When Brazilian defender Roberto Carlos struck a powerful free-kick from about 30 meters out in a 1997 international match against France, he could not have known that scientists would still be discussing his feat more than a dozen years later. Indeed, he could not even have known that the ball would improbably find the back of the net. But find the net it did, swinging well wide of a wall of French defenders, hooking viciously to the left, and glancing off the inside of the goalpost. The French goalkeeper could only turn and watch in apparent disbelief as the ball came to rest in his goal.

It seems impossible that someone could blast the ball past a world-class goalkeeper from such a great distance without eliciting from the keeper so much as a dive in the ball's direction. But the distance of the kick may have played a role in its deceptive flight path, according to a study—by a team of French scientists, no less—published September 2 in the New Journal of Physics. With sufficient distance, the group has found, spinning balls suddenly change trajectory, from a smooth arc to a sharp inward curl. "Provided that the shot is powerful enough, another characteristic of Roberto Carlos' abilities, the ball trajectory brutally bends toward the net, at a velocity still large enough to surprise the keeper," the study's authors reported.

The researchers, from ESPCI ParisTech and the Polytechnic School in Palaiseau, experimented with small plastic balls launched by a slingshot into a pool of water to investigate how drag affects a spinning ball traveling through a medium such as water or air.

What they found was that spinning balls follow a kind of circular arc as they slow from drag forces and are pushed from a linear path by the so-called Magnus effect, which gives spinning bodies such as Major League curveballs their arcing trajectory. But the ball's velocity decreases more quickly than its spin rate, and at a certain point the spin becomes dominant in guiding the path of the ball, producing a sudden and dramatic curvature in the ball's trajectory [see photograph above]. (The basic concept is not entirely new; a 1998 Physics World article on soccer physics invoked golf-ball research from the 1970s to describe the phenomenon.) The point at which that spiraling curl takes place depends on a number of factors, including the size, density, velocity and spin of the ball, as well as the density of the surrounding fluid, whether air or water.

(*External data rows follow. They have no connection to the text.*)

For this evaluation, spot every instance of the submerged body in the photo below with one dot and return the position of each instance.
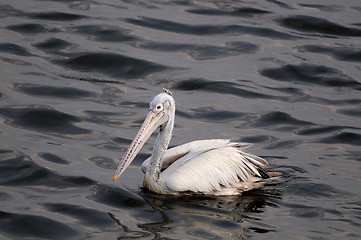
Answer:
(217, 166)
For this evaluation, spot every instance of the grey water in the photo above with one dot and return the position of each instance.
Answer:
(76, 78)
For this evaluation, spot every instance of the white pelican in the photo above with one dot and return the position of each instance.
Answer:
(217, 166)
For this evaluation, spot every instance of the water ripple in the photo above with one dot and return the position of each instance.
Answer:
(317, 25)
(176, 27)
(114, 65)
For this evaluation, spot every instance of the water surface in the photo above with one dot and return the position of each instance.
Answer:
(76, 80)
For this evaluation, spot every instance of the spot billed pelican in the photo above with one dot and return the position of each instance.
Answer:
(217, 166)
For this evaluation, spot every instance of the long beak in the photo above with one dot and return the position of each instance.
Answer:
(150, 124)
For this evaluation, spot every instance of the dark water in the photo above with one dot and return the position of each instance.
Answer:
(76, 80)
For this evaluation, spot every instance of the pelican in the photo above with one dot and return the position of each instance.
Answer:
(212, 167)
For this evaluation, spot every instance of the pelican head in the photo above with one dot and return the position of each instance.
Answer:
(161, 114)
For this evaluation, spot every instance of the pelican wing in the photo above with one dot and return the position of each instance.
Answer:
(210, 165)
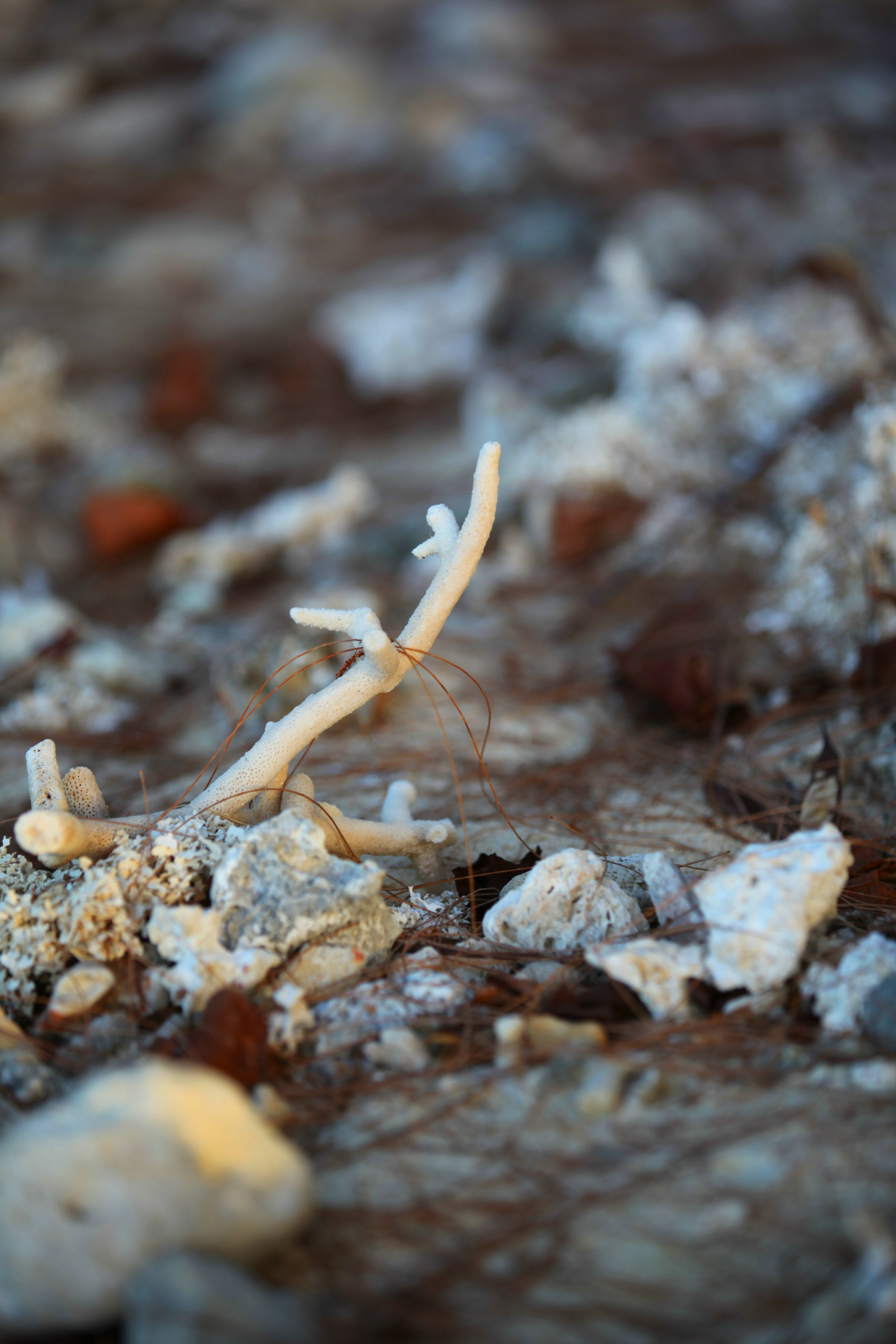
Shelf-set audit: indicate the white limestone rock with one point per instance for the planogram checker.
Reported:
(190, 938)
(79, 990)
(418, 335)
(280, 891)
(398, 1049)
(543, 1034)
(31, 622)
(840, 992)
(197, 566)
(288, 1029)
(657, 971)
(762, 907)
(425, 990)
(566, 902)
(135, 1163)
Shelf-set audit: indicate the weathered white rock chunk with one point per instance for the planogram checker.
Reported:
(657, 971)
(190, 937)
(762, 907)
(280, 891)
(79, 990)
(398, 1049)
(406, 337)
(840, 992)
(566, 902)
(132, 1164)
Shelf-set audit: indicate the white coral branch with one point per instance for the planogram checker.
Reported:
(70, 820)
(382, 665)
(397, 834)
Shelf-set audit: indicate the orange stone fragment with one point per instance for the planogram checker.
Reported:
(119, 522)
(185, 389)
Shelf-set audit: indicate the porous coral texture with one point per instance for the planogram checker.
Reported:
(659, 972)
(280, 889)
(839, 992)
(566, 902)
(762, 907)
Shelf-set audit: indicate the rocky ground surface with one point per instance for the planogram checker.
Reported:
(271, 275)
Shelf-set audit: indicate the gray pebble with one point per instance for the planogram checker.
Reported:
(879, 1015)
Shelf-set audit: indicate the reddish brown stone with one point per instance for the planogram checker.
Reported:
(231, 1035)
(675, 664)
(119, 522)
(185, 389)
(584, 527)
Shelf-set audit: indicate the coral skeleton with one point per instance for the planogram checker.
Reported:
(199, 565)
(72, 821)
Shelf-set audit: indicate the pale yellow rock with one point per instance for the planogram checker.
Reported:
(159, 1158)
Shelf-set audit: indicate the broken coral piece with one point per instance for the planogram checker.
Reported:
(198, 566)
(78, 991)
(30, 624)
(395, 834)
(280, 890)
(188, 937)
(398, 1049)
(656, 968)
(563, 904)
(543, 1035)
(760, 909)
(410, 337)
(840, 992)
(57, 836)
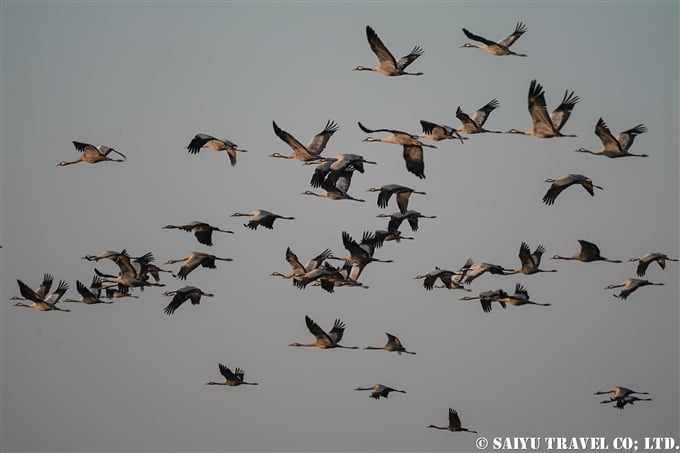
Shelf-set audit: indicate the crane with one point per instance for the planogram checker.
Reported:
(589, 252)
(629, 285)
(437, 132)
(325, 340)
(181, 295)
(231, 379)
(311, 152)
(475, 124)
(379, 390)
(411, 216)
(618, 146)
(454, 423)
(194, 259)
(92, 154)
(202, 230)
(648, 258)
(208, 141)
(260, 217)
(531, 261)
(387, 64)
(500, 48)
(393, 344)
(544, 125)
(401, 193)
(87, 296)
(564, 181)
(42, 303)
(411, 146)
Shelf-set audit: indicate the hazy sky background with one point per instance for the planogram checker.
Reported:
(145, 77)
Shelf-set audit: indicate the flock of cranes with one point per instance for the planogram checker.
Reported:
(333, 175)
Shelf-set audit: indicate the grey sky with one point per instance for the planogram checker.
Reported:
(145, 77)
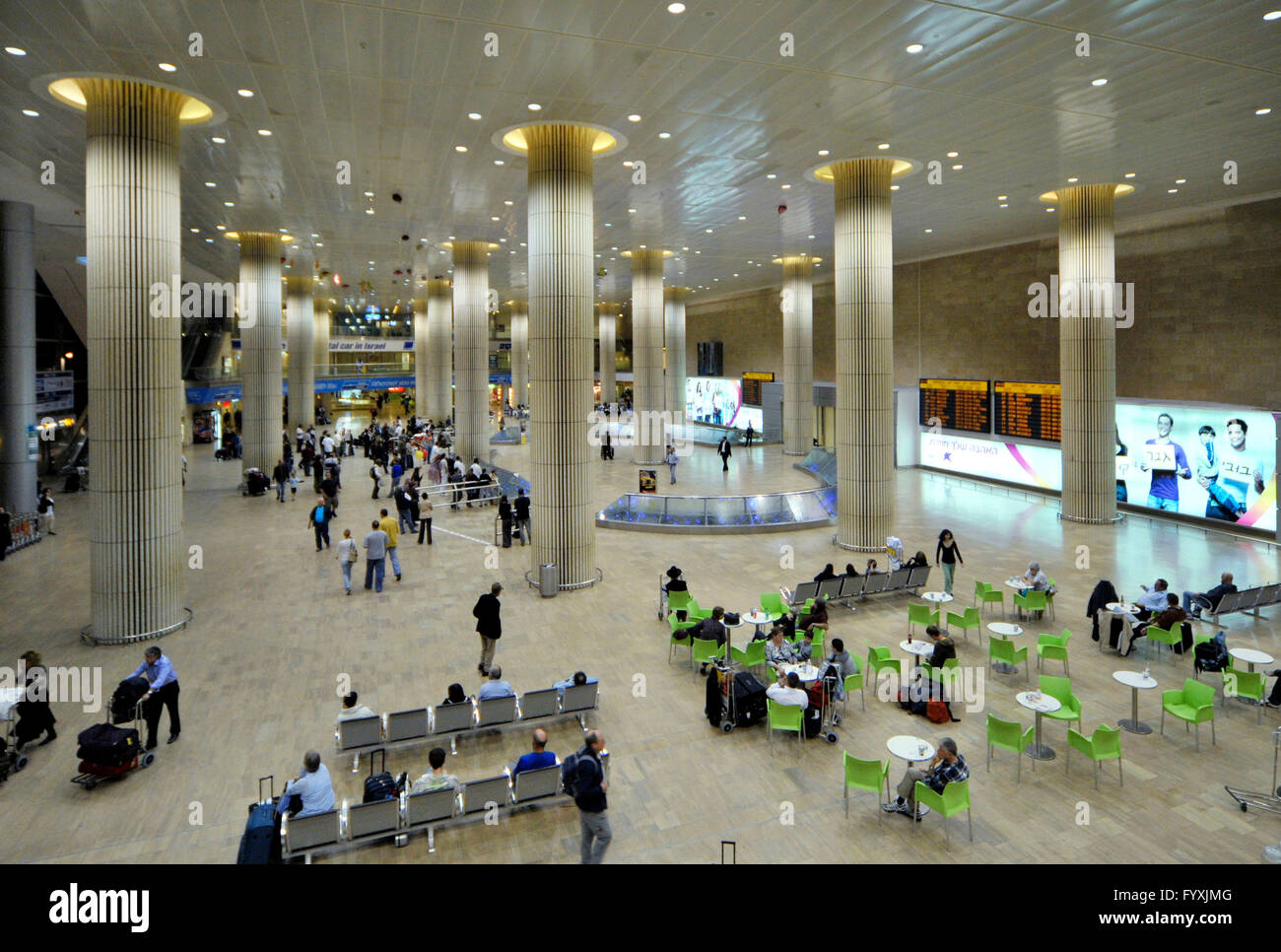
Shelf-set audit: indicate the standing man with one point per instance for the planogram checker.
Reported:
(589, 789)
(488, 626)
(388, 525)
(163, 694)
(521, 507)
(725, 452)
(375, 556)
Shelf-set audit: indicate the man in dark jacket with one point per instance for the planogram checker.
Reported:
(589, 797)
(488, 626)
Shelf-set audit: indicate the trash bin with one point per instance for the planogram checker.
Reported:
(549, 579)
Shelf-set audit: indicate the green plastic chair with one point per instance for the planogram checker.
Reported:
(1004, 649)
(781, 717)
(1192, 705)
(869, 776)
(1247, 684)
(880, 660)
(1061, 690)
(922, 615)
(705, 651)
(984, 594)
(1054, 647)
(773, 604)
(952, 801)
(965, 622)
(1010, 735)
(1103, 745)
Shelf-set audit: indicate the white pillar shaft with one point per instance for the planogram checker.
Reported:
(865, 353)
(17, 354)
(261, 395)
(560, 346)
(132, 221)
(1087, 353)
(647, 396)
(472, 349)
(797, 355)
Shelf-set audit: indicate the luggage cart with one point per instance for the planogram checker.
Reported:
(99, 773)
(1268, 802)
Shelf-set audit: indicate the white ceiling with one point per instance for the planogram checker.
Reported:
(387, 86)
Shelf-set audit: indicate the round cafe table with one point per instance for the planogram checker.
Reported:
(1004, 630)
(912, 750)
(1043, 704)
(1136, 682)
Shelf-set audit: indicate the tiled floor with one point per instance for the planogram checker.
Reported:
(274, 635)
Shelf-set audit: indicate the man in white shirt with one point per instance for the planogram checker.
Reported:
(788, 691)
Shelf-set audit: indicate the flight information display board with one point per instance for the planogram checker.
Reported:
(956, 405)
(1029, 410)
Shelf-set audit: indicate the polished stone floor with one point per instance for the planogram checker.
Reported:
(274, 635)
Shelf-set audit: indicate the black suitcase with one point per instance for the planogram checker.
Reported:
(124, 699)
(107, 745)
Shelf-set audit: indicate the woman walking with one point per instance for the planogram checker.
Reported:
(947, 554)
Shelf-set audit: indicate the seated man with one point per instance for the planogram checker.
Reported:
(1195, 601)
(311, 792)
(437, 778)
(948, 767)
(779, 651)
(350, 709)
(788, 691)
(538, 758)
(496, 686)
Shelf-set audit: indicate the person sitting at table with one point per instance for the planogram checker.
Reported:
(786, 691)
(1103, 594)
(1167, 619)
(1195, 601)
(948, 767)
(825, 575)
(779, 651)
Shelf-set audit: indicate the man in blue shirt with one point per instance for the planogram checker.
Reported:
(538, 758)
(496, 686)
(159, 673)
(312, 788)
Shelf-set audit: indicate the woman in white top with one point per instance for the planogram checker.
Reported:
(347, 555)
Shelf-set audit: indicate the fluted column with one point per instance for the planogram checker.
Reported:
(865, 353)
(261, 385)
(1087, 353)
(797, 306)
(132, 238)
(472, 349)
(674, 334)
(300, 314)
(17, 354)
(607, 328)
(560, 345)
(520, 353)
(647, 393)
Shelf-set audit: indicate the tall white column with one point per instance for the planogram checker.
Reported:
(17, 354)
(472, 349)
(797, 306)
(1087, 353)
(674, 333)
(261, 384)
(647, 392)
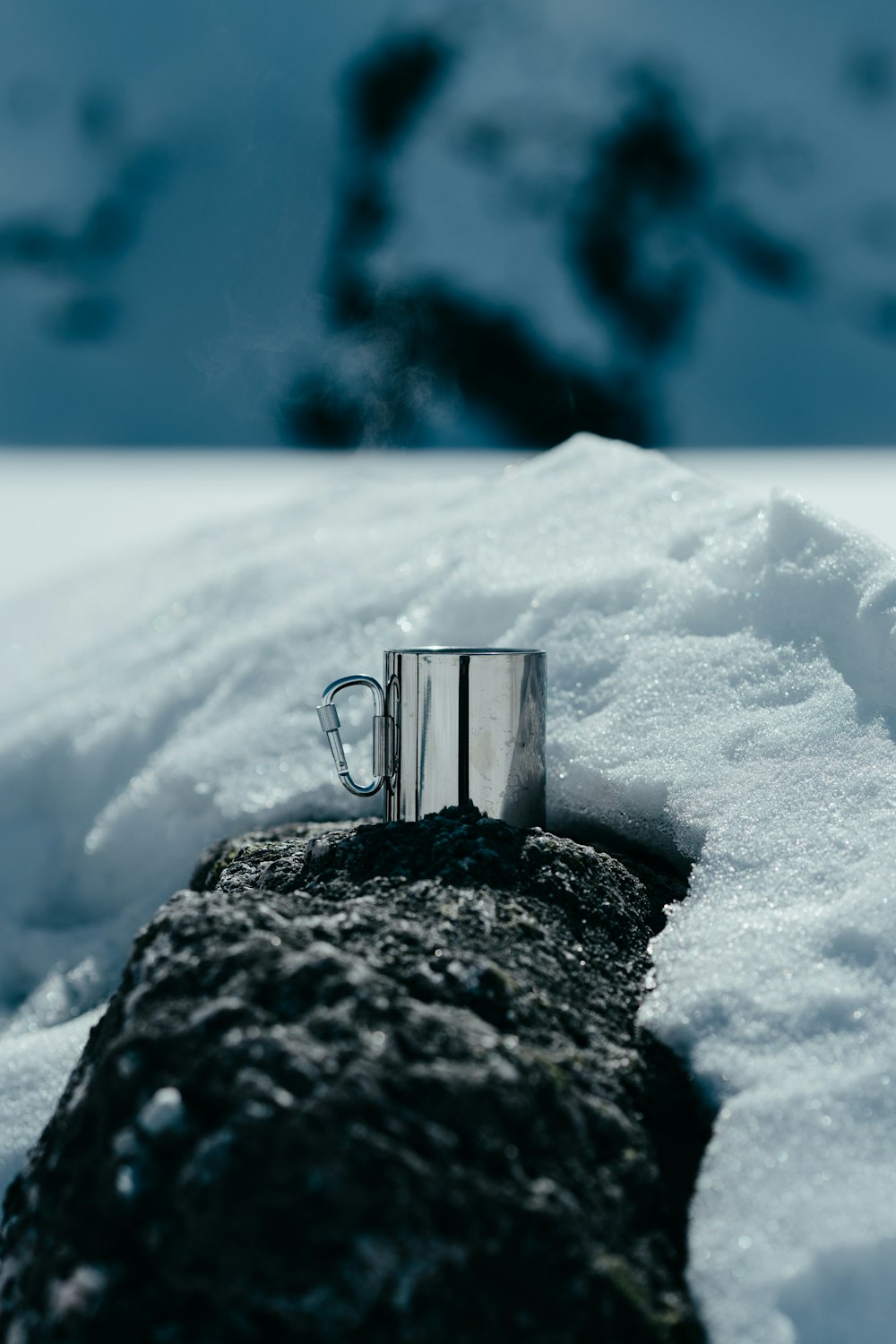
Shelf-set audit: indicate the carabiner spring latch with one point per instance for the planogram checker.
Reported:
(383, 737)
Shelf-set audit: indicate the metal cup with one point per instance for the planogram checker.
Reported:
(452, 728)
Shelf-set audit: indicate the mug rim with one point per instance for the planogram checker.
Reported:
(446, 648)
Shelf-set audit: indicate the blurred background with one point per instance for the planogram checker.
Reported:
(447, 223)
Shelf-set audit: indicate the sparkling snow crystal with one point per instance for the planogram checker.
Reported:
(723, 685)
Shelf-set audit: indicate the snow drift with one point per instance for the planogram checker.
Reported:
(721, 685)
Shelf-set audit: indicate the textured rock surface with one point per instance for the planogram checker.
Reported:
(375, 1085)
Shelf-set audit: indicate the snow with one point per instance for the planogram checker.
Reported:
(723, 685)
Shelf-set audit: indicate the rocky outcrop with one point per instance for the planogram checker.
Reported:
(374, 1083)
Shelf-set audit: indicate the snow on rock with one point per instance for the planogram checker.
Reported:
(721, 683)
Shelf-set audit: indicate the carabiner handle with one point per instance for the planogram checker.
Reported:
(382, 737)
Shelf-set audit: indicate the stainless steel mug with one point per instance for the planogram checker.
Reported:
(452, 726)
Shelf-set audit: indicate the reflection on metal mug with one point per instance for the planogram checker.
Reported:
(452, 726)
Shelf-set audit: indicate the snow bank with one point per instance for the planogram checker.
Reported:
(723, 683)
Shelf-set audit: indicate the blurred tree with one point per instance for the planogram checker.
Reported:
(80, 258)
(418, 360)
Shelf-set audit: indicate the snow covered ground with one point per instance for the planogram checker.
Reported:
(723, 682)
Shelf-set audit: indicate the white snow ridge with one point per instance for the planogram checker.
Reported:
(723, 682)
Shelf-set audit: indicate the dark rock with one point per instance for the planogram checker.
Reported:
(382, 1083)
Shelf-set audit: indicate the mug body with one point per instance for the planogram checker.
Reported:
(468, 726)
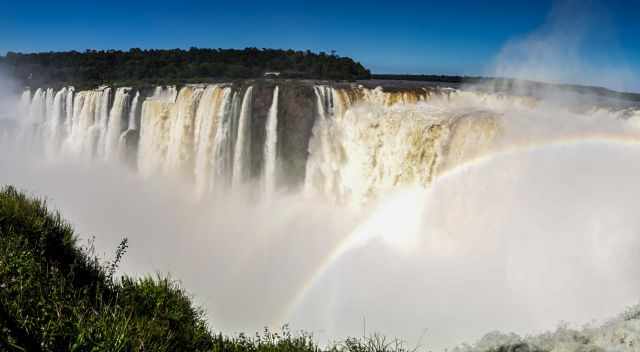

For a well-struck soccer ball, the researchers estimate, one might expect a gentle arc followed by a sharp hook at about 50 meters—in rough agreement with the distance of Roberto Carlos's free kick. In other words, if a soccer player has the strength to drive a ball halfway down the field with plenty of velocity and spin, he or she can expect to benefit from an unexpected curve late in the ball's trajectory.

The news is not as encouraging for aspiring baseball pitchers: Although the Magnus effect works wonders for curveballs, the late-break motion described in the new study would not take effect on a hard-thrown baseball for 160 meters—roughly 10 times the distance between the pitcher's mound and home plate.